Many of the original cases have been reinterpreted in later cases. When this has happened it is usually reflected in the case citation. For purposes of this case there are two cases that must be clearly defined as to whether they fall on the original case line or the plenary power case line.
The first case is Oneida Indian Nation v. Oneida County from 1974 cited above as one of the first cases that received covert federal assistance from the White House. A cursory reading of the case is enough to demonstrate how old laws can be reinterpreted by expanding the nature of the federal trust relationship with the Indian tribes. The decision cites cases clearly on the plenary power case line side, including Holden v. Joy, 84 U.S. 211
(1872), that made the territorial war power connections to the Treaty Clause and Indian Commerce Clause. The other case that must be defined is City of Sherrill v. Oneida Indian Nation, 544 U.S. 197 (2005). City of Sherrill like almost all recent Supreme Court decisions reflects more of the original case line than the plenary power case line. This is true of most of the cases that follow Montana v. United States, 450 U.S. 544 (1981). In City of Sherrill, Justice Ginsburg was willing to rebalance the equities and apply laches to end the land claims but it is still a hybrid in how it defers to the Secretary’s authority under the Part 151 regulations.
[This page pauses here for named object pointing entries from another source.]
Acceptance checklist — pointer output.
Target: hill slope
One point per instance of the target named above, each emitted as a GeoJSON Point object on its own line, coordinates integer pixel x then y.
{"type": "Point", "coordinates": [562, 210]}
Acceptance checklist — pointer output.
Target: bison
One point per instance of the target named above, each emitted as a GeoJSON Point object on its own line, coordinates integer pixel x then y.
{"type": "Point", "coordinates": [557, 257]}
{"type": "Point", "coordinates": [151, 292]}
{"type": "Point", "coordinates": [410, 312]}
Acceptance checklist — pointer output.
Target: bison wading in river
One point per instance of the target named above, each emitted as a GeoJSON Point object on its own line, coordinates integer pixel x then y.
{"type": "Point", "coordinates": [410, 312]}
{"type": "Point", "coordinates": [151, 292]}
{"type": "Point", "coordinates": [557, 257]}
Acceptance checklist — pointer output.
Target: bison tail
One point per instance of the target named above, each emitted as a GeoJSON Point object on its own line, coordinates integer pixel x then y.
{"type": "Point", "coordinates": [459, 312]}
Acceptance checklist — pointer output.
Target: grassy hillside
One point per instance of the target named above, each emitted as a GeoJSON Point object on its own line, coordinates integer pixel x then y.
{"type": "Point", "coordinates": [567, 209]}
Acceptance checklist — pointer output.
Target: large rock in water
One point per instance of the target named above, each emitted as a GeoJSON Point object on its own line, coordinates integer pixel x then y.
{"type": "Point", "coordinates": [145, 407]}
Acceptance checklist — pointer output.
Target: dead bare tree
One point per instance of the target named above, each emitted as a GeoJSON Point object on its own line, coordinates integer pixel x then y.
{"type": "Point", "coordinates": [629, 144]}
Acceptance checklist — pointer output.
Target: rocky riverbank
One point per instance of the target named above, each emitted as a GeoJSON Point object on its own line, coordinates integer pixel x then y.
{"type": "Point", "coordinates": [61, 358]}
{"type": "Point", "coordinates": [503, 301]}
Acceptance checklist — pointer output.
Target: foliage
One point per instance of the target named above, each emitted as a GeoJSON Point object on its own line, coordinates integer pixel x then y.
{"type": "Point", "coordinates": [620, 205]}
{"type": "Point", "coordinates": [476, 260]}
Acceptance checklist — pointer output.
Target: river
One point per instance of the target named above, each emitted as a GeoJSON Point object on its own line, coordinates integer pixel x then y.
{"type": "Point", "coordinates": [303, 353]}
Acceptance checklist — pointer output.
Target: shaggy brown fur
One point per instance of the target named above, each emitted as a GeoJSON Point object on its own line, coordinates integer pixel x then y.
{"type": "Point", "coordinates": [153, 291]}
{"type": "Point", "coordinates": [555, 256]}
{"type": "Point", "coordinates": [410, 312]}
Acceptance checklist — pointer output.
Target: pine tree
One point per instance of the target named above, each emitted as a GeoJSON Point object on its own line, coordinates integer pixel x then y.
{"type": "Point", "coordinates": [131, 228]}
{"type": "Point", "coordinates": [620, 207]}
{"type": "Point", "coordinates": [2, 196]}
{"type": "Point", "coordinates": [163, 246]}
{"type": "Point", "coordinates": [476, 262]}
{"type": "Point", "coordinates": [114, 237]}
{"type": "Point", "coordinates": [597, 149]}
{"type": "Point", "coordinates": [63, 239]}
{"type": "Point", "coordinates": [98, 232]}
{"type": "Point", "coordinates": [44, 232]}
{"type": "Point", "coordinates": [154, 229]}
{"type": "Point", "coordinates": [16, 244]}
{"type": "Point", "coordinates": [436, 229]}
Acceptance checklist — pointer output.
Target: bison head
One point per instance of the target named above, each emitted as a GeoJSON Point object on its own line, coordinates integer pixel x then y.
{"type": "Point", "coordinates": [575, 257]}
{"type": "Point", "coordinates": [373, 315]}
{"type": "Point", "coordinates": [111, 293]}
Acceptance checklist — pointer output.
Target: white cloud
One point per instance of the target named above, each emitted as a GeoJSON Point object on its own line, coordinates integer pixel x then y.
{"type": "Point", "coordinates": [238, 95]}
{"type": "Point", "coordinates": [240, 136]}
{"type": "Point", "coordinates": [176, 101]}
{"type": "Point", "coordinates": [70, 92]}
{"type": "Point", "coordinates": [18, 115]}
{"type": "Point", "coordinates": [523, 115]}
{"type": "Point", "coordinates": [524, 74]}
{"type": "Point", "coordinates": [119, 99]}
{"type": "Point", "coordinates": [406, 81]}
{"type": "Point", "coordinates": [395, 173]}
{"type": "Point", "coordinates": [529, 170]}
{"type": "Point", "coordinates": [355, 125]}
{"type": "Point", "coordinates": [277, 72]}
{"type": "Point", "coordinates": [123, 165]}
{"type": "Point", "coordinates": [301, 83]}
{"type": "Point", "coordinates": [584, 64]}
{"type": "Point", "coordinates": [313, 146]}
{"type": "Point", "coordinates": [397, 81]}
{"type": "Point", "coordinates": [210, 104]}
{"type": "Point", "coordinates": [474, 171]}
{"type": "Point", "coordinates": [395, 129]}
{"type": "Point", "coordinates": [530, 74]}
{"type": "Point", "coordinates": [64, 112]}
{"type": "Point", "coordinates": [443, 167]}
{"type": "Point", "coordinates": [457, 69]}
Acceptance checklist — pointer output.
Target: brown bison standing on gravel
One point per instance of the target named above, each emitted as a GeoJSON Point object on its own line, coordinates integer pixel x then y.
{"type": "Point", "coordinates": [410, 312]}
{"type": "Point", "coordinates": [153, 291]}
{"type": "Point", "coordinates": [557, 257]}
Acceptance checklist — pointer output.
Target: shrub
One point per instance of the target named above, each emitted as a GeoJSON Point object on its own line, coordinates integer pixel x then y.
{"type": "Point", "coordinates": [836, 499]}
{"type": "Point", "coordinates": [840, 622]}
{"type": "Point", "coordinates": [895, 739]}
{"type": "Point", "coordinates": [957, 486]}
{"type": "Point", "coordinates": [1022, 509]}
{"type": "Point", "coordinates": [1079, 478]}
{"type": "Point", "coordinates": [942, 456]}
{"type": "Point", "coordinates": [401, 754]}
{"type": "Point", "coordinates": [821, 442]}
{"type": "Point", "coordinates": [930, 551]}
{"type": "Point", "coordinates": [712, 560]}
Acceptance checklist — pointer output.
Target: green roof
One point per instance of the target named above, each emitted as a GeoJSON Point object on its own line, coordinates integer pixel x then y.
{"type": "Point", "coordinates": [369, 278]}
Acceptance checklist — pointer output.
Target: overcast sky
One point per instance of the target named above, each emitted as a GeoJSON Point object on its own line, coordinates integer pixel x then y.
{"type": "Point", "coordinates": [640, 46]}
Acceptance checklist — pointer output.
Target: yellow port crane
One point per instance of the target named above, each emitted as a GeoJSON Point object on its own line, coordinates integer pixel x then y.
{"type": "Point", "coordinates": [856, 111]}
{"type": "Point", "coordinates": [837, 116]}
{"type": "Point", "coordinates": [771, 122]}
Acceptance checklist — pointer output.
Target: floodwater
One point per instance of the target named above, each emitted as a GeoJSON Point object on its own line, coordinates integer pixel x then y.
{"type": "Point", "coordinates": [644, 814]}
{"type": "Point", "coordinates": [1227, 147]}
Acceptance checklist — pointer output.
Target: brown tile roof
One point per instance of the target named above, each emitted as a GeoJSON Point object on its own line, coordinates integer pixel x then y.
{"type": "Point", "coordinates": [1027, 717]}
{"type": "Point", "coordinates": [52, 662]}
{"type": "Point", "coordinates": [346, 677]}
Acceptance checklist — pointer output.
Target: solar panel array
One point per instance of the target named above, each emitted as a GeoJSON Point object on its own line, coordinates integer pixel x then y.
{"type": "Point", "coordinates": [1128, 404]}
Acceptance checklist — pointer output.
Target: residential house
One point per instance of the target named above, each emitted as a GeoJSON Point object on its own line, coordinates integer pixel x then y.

It is not until Carcieri and the Hawaii decision that followed two weeks later that the Supreme Court decided to attempt to impose actual limits on secretarial discretion as it had done in pre--‐Civil War times to protect the authority of Congress over Indian affairs. This Court can avoid the plenary power case line by applying Carcieri v. Salazar and its express holding that 25 U.S.C. § 479 is not ambiguous and is therefore not entitled to Chevron deference.